Разговор насчет совести продолжался. Учитель интересовался, чем же профессор успокоил ее.
— Очень просто, — сказал профессор. — Я на ученом совете поддержал ректора. И объяснил мотивы своего голосования. Так, мол, и так, поскольку ректор предупредил меня, что иначе я не пройду конкурса, то теперь я по всем вопросам, что бы он ни предлагал, буду его поддерживать,
На это учитель торжествующе сообщил, что с Петром можно было спорить, кое-кто осмеливался.
Когда начались работы по рытью большого Ладожского канала, выявилась нехватка людей. На заседании Сената решено было обязать владельцев деревень Новгородчины, Петербургской губернии послать своих крестьян. Обсудили, постановили и дали царю на подпись.
В тот день князя Долгорукова в Сенате не было, явился он на следующее утро, поинтересовался про вчерашнее заседание.
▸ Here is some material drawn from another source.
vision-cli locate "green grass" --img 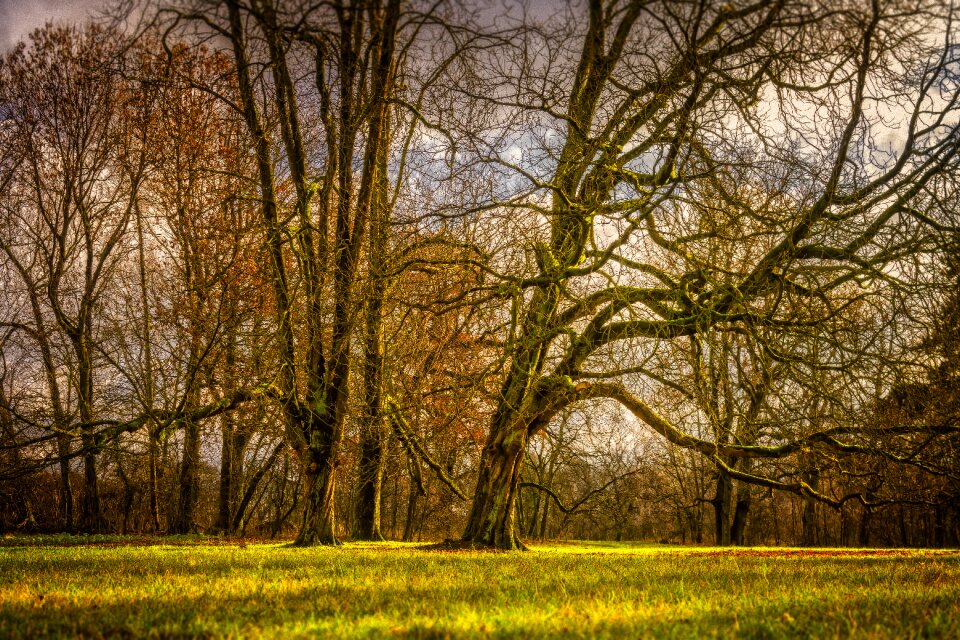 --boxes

Ему подали протокол, подписанный всеми сенаторами, ему тоже следовало расписаться. Прочитав, князь принялся убеждать всех, что решение принято неправильное, нельзя разорять ближние деревни, и без того истощенные частыми поборами на строительство Петербурга.
Его предупредили — обсуждать бесполезно, указ уже подписан государем, так что ничего переменить нельзя.
— Как так нельзя, мы тут для чего сидим! — воскликнул князь.
Ему говорят, что если не хочет, пусть не ставит своей подписи, это ничего изменить не может, это, мол, формальность, напрасно он горячится. Насмешки распалили его так, что он схватил указ и разорвал подписанную царем бумагу.
Сенаторы обомлели. Никто подобного не ожидал. Разорвать царскую подпись, — да знает ли он, что наделал, какое ему наказание будет.
— Знаю, — отвечал Долгоруков. — Буду ответ держать, мне дело важнее страха. Надо государя убедить.
Появился Петр в Сенате, ему немедленно доложили про выходку князя. Разумеется с преувеличениями, князя недолюбливали, прежде всего за то, что царь был к нему расположен, еще за то, что князь выставлял себя правдолюбцем, ни с кем не считался. Сенаторы не могли упустить случая подвести Долгорукова под царский гнев.
Генерал-прокурор с трепетом подал Петру разорванный указ. Петр пришел в ярость, громовым голосом обратился к князю, как он смел сотворить такое преступление против высшей власти? Что заставило его?
Сквозь гнев он понимал, что должна же быть причина столь неслыханному поступку.
Князь встал перед Петром, роста был тоже немалого, седые усы задиристо торчали, сдвинул короткий парик, готовясь к схватке. Про царя он говорил: государь горяч, а я горячее. В запале мог и в самом деле натворить бог знает чего.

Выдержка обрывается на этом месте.